They made a very pretty picture in the gloaming. Titus had not as many varieties as his friend Charlie had, but still he had a goodly number. There were dark Jacobins, with nodding red hoods surrounding their white faces; pure white Jacobins and buff Jacobins; clean-shaped, slender magpies; graceful archangels; shell-crested, nasal tufted priests; cobby frill-backs with reversed feathering; swallows; tumblers; runts; demure nuns in black and white costumes with white hoods passing below their side curls; and globular cropped poulters.
Bethany surveyed them in profound silence. The Judge, striving to read her face, could make nothing of it but confusion.
Finally he put out a hand to steady her. The child was swaying.

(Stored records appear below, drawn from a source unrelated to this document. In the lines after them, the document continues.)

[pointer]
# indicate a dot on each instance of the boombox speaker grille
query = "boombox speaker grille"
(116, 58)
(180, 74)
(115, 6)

“Do you feel ill?” he asked, gazing apprehensively at her deathly white face.
She nodded. “Yes, sir, Bethany feels sick.”
He took her in his arms and carried her downstairs, and the discomforted Titus, after a farewell glance at his beautiful birds, followed disconsolately behind. He had so hoped that the little girl would like them. She had seemed to like Princess Sukey. Well, girls were queer. Boys were much more satisfactory.
“What is the matter with you?” asked the Judge when he had set Bethany on her feet.
“Sir,” she said, in a whisper and looking up at him with an awed face, “Was it heaven or were they ghosts?”
The Judge tried to do some thinking. It was hard for a man of his age to send himself back to childhood—and then he had not been an imaginative child. But he tried to think of himself as highly strung, as having a passion for dumb creatures, as being poor and unable to have pets about him, and then suddenly to be confronted with a number of beautiful specimens of the bird world.
Yes, he could just faintly picture to himself something of Bethany’s ecstasy. The child had been overcome.